Assembly approves leasing former downtown pocket park for food court

By November 6, 2018 December 3rd, 2018 Business, Juneau, Local Government

Tourists stand in front of the former Gunakadeit Park, also known as Pocket Park, which was demolished along with the Gastineau Apartments in 2016. (Photo by Lisa Phu/KTOO)

The Juneau Assembly approved a motion Monday to turn space formerly occupied by a pocket park in downtown Juneau into a seasonal food court.

David McCasland, who owns fish taco stand Deckhand Dave’s, typically operates with other vendors on the Archipelago Lot by the cruise ship docks in the summer.

“This is just a stepping stone toward something greater because this is only a small part of the project,” McCasland said after the meeting.

An ongoing development plan between the city and the company that owns the lot McCasland uses has left vendors unsure if they will have a place to go next summer.

McCasland originally wanted to buy the currently vacant lot from the city to serve as a seasonal food court, but the city Lands Committee recommended declining the offer in favor of a temporary lease.

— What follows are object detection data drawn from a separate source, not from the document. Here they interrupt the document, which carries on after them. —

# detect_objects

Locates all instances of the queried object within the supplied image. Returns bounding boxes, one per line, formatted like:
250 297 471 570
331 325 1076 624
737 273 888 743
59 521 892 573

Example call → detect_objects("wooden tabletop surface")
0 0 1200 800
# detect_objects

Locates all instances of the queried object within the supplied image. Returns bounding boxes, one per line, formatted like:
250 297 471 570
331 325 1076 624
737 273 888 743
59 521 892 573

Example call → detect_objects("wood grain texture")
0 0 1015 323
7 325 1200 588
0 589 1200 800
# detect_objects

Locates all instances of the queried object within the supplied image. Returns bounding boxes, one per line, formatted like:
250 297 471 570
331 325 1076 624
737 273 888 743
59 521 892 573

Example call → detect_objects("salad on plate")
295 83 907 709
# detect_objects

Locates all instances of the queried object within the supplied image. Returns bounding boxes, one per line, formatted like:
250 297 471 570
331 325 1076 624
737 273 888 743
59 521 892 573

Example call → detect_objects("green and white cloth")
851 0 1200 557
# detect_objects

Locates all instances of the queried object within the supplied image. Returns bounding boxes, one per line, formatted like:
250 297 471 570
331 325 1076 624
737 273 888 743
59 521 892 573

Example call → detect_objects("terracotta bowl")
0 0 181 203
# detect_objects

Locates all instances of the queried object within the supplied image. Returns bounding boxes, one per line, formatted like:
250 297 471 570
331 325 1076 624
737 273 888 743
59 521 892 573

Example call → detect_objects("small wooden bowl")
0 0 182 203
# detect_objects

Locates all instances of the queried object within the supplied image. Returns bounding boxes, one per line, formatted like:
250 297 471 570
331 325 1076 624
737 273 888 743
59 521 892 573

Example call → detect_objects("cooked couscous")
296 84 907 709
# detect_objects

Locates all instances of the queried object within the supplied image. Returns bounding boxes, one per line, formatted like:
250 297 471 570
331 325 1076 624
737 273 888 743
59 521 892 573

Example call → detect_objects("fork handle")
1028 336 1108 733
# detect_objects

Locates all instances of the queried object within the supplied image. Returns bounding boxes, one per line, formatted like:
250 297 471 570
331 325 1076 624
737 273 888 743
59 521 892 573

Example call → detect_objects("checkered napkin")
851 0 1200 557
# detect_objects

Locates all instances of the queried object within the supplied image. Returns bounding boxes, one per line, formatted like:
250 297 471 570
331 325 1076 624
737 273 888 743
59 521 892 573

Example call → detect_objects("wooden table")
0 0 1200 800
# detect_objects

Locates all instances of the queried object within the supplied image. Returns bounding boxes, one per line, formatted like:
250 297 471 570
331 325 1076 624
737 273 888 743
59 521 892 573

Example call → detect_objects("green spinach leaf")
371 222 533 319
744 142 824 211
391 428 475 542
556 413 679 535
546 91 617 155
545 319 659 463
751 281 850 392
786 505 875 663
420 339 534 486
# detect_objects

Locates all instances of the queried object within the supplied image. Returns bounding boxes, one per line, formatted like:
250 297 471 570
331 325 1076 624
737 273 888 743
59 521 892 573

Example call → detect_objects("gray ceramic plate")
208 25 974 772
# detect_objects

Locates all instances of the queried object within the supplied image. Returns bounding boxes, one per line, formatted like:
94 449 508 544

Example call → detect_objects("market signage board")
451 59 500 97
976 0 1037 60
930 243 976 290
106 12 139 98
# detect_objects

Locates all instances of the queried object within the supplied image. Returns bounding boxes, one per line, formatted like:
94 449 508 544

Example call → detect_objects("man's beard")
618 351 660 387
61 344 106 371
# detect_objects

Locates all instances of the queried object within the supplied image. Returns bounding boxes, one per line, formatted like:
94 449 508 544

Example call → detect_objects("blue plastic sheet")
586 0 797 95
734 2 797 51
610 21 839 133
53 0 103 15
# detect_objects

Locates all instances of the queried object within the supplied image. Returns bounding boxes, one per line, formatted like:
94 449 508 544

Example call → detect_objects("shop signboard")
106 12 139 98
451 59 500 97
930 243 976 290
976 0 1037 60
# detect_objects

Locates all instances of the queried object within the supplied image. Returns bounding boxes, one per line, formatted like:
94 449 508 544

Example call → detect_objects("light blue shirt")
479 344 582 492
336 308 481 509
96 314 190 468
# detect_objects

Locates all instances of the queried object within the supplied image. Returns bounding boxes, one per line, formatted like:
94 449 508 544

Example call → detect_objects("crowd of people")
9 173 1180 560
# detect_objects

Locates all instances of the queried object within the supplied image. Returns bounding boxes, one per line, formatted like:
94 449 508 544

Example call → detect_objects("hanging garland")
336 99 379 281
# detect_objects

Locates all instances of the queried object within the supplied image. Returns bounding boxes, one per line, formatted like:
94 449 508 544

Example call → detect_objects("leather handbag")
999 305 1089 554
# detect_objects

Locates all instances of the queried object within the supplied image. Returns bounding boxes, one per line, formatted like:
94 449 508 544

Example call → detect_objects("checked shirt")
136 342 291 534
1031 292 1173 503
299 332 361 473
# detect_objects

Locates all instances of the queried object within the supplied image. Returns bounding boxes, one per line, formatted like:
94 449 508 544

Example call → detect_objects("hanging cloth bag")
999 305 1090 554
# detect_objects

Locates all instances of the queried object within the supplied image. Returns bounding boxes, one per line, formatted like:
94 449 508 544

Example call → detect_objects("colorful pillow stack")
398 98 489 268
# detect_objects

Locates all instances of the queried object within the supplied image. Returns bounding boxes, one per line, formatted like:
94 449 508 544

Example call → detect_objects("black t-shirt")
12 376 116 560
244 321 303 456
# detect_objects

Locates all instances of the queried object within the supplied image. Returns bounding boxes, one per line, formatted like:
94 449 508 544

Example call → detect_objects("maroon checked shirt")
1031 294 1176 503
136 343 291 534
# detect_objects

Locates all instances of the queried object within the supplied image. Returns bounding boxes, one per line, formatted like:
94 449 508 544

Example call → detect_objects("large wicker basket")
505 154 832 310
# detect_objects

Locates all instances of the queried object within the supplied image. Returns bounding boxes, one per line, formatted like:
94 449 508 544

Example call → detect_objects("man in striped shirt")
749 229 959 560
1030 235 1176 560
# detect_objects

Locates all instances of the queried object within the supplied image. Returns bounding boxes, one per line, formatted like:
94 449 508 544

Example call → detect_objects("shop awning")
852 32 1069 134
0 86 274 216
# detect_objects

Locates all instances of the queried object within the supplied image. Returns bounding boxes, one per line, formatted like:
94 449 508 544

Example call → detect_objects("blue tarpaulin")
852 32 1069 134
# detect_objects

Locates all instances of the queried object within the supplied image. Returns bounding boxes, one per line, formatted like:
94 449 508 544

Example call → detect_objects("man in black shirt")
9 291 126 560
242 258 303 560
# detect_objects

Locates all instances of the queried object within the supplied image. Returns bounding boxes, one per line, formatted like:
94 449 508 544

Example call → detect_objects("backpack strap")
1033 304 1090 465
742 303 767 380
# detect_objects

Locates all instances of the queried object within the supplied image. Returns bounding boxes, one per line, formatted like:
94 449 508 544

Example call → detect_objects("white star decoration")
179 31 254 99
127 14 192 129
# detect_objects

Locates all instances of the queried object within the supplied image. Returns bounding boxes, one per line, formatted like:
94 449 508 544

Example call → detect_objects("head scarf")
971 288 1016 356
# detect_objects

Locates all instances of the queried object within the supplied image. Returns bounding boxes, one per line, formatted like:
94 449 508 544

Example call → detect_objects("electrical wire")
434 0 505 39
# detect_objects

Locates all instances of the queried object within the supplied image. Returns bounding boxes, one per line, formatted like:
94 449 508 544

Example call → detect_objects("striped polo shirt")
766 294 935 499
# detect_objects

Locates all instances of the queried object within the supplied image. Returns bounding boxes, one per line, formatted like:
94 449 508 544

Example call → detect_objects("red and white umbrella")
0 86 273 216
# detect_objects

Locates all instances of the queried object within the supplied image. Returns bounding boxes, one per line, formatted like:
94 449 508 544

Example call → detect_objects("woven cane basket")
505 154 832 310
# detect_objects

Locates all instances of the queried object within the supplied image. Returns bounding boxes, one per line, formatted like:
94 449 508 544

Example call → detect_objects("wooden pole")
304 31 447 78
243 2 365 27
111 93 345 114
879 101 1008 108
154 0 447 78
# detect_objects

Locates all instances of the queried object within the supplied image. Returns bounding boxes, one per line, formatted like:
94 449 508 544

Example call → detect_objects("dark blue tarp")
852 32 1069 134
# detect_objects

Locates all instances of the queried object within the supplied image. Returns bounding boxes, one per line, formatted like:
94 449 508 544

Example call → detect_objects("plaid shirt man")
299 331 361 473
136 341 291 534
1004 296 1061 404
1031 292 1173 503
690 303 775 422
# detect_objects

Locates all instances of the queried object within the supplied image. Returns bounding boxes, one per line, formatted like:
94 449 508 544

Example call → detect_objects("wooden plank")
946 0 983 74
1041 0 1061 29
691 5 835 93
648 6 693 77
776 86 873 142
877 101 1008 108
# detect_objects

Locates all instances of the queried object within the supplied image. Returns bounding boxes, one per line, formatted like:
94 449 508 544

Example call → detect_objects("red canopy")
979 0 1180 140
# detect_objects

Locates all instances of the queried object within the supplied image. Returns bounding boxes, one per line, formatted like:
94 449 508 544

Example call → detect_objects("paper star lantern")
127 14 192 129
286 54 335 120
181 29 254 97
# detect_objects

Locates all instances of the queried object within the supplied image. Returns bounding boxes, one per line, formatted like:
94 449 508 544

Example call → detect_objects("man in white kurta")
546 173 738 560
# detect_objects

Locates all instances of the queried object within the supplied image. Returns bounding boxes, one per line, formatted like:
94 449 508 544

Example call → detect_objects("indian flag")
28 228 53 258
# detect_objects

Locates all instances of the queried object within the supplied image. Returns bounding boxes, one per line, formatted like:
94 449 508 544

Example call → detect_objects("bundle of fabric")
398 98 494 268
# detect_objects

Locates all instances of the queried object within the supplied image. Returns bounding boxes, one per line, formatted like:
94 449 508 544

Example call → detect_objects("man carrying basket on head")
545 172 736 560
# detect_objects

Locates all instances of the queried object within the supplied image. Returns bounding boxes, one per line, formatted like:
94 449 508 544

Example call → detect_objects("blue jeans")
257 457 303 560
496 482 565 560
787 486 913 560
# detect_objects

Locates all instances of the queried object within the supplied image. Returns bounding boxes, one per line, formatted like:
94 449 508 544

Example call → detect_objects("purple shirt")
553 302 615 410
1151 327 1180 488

The Assembly motion to allow the city to lease space in the former Gunakadeit Park passed with a five to three vote with Assemblymember Maria Gladziszewski absent.

Assemblymember Loren Jones objected, saying he worried that the cost of installing infrastructure and permits to make a food court feasible might be too expensive for a seasonal business.

“It’s a great idea and if he owned the land outright and he owned the other land around it and he wanted to do that, that would be his prerogative to develop his land,” Jones said during the meeting. “This is CBJ land, and it would set us up on a short term basis to be in competition with brick and mortar restaurants right downtown.”

McCasland said he’s excited to move forward with the plan. He’s prepared to install whatever electric and water hookups are needed to make the food court a reality.

“It’s the cost of doing business. If I don’t have a place and that’s the only option, then whatever it takes,” he said.

For now, McCasland said the small lot will only allow space for his business and Alaska Crepe Escape. He said he would like to purchase the vacant lot next door to give other displaced vendors a place to go.

The city reached a settlement with the owners of that neighboring lot this summer and has expressed interest in packaging the two lots together for sale.

Another proposal to lease city land behind Home Depot to Juneau Composts! also passed unanimously Monday.